Huron Mtns Trip, Pt. 12: “Yodelin’ in da Canyon”

October, 2012.

Return to Part 11

Day 7.
We were awakened around dawn in Baraga by the chill, and the sounds of morning traffic on 41. The plan for the day was to hit a couple things in Iron Mountain, and start heading home along US-2. But we still were ahead of schedule by one day, so some extras were in order. Namely, something that neither of us had seen before. I proffered Menominee, since I had never yet had the chance or made the time to go down to that remote corner of the state. Usually by the time I get over to that side of the Yoopee, I’m in a hurry to get back home. Well this time, I was going to make an exception.

But first, a few other things had to be checked off, namely Canyon Falls, near Alberta. Little did I know, despite the lame-sounding name “Canyon Falls Roadside Park,” this was about to become one of my favorite beauty spots in all of Michigan. And to think of all the times I had simply bypassed it because it was next to a rest area and had a touristy name!


After a short hike we were standing next to the big falls.

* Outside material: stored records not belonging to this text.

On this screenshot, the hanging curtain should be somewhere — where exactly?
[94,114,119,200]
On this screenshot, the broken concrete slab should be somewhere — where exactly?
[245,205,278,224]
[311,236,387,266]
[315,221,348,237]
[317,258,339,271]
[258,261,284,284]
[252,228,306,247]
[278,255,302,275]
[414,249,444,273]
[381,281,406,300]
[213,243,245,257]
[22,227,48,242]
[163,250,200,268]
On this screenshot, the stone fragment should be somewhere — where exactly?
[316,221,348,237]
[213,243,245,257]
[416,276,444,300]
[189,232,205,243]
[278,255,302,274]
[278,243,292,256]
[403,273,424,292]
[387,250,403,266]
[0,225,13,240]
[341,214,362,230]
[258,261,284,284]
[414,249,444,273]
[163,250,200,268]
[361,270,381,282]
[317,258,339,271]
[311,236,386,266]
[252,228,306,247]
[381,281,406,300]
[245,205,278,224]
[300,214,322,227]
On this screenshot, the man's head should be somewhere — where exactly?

But it was not the falls that had my attention at all—it was the arresting beauty of the geology of the area.


The blue slate was marvelous, and the sheer cliffs topped by mature pine-cedar-hemlock forest just made it unimaginably Elysian.


Wide-eyed, I hiked further up the trail, amazed to see that this crazy scene kept going.


Then I remembered that this was actually a segment of the North Country Trail, and chances were that this kept going for miles, and I could hike all of it if I wanted to.


Navi seemed a little less into it than I was, most likely due to his shabby health and the cold early morning, but he had had his coffee this time, so too bad!


I scampered ahead eagerly, to see what marvels each new bend in the terrain would bring.


This is hands-down the most scenic river I now know of in the world. I don’t care what anyone says.


The canyon, not the falls, is what makes Canyon Falls sparkle. You expect to see places like this in glossy National Geographic spreads, from lands you’ll never get to go to, or hope to be able to pronounce.






















Navi acts unimpressed:


This stubborn tree demonstrates the true meaning of Sisu:




Finally the tall cliffs subsided and the river took on a more standard appearance, but there were still several waterfalls to be found downriver.


Though I couldn’t get enough of this river, I knew I had to give it up at some point. Navi was lagging behind, and we were at least a mile or two from the car. I wiped the drool from my chin, and we walked back.


The Iron County Courthouse in Crystal Falls was our next stop as we made our way onto US-141. I had always wanted to see the inside, so we did.


I had once read that this place had ridiculous, almost medieval-style wrought iron chandeliers (celebrating Iron County’s ferrous riches, of course), but so far I wasn’t seeing anything like that.


The view I had come for:


The Iron County Courthouse commands an extremely stately position atop the hill of the town. Unfortunately we couldn’t get up in the clocktower.

Next we quickly ended up in Florence, Wisconsin, since that’s where US-2 takes you on the way to Iron Mountain. More county courthouse action:




I'm not sure if we were allowed to go in the old jail, but we did anyway.


In Iron Mountain we hit our third one, the Dickinson County Courthouse:


…and jail:


Or should I say gaol? Donjon? These windows are pretty medieval:


Then again it’s probably pretty tough trying to keep a riled-up iron miner or lumberjack caged.